Nutrition Facts : Calories 460.8, Fat 16.8, SaturatedFat 5.5, Cholesterol 23.1, Sodium 1570.9, Carbohydrate 63.6, Fiber 3.6, Sugar 9.3, Protein 13.8

Tips:

  • Use high-quality ingredients: Fresh, flavorful ingredients will make a big difference in the final dish. Look for high-quality rice, shrimp, and vegetables.
  • Don't overcrowd the pan: When cooking the rice, shrimp, and vegetables, be sure to not overcrowd the pan. This will help ensure that everything cooks evenly.
  • Cook the rice until it is tender: The rice should be cooked until it is tender but still has a slight bite to it. This will help prevent the rice from becoming mushy.
  • Use a flavorful broth: The broth that you use to cook the rice will add a lot of flavor to the dish. Use a flavorful broth, such as chicken broth or vegetable broth.
  • Add the shrimp and vegetables at the end: The shrimp and vegetables should be added to the dish towards the end of the cooking process.
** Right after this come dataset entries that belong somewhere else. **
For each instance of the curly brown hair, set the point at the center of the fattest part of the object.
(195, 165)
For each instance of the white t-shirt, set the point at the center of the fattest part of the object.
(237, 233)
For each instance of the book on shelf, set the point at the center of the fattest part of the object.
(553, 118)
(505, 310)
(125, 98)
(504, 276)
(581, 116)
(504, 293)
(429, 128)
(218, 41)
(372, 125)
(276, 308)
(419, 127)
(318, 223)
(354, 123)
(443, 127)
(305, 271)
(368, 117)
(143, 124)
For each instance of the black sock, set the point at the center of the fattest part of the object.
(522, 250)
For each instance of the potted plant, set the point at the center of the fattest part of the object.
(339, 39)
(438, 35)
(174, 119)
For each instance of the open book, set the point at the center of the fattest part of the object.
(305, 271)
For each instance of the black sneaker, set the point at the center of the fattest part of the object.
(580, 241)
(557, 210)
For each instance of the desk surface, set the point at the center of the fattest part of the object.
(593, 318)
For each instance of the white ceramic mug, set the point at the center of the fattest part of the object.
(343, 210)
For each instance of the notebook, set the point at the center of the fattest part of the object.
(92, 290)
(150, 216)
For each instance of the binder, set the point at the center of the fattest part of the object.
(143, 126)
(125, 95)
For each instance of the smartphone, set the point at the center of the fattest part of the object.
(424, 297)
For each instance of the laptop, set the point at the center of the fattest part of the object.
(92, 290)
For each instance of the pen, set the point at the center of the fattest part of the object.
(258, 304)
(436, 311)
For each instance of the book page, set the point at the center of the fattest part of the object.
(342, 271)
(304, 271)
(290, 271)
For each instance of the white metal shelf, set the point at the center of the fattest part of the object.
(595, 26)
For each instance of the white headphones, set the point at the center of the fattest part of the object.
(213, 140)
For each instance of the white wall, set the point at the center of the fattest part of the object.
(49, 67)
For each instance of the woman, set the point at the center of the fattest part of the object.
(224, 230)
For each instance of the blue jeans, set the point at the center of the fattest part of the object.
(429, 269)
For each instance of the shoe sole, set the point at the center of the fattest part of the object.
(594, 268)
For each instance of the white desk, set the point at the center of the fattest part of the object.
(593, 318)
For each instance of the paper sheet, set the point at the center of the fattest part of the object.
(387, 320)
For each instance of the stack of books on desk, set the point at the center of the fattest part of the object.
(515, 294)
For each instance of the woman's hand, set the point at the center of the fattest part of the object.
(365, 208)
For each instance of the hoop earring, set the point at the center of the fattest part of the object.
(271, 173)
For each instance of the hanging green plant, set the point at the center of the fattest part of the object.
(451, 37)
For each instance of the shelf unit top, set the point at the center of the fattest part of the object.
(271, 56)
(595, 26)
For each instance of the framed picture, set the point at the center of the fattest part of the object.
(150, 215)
This will help prevent them from becoming overcooked.
  • Season to taste: Season the dish to taste with salt, pepper, and other spices. Be careful not to over-season the dish, as the shrimp and vegetables will already add a lot of flavor.

Conclusion:

Lowcountry red rice is a delicious and flavorful dish that is perfect for any occasion. It is easy to make and can be tailored to your own preferences. Whether you like it spicy or mild, with or without shrimp, Lowcountry red rice is sure to please everyone at your table.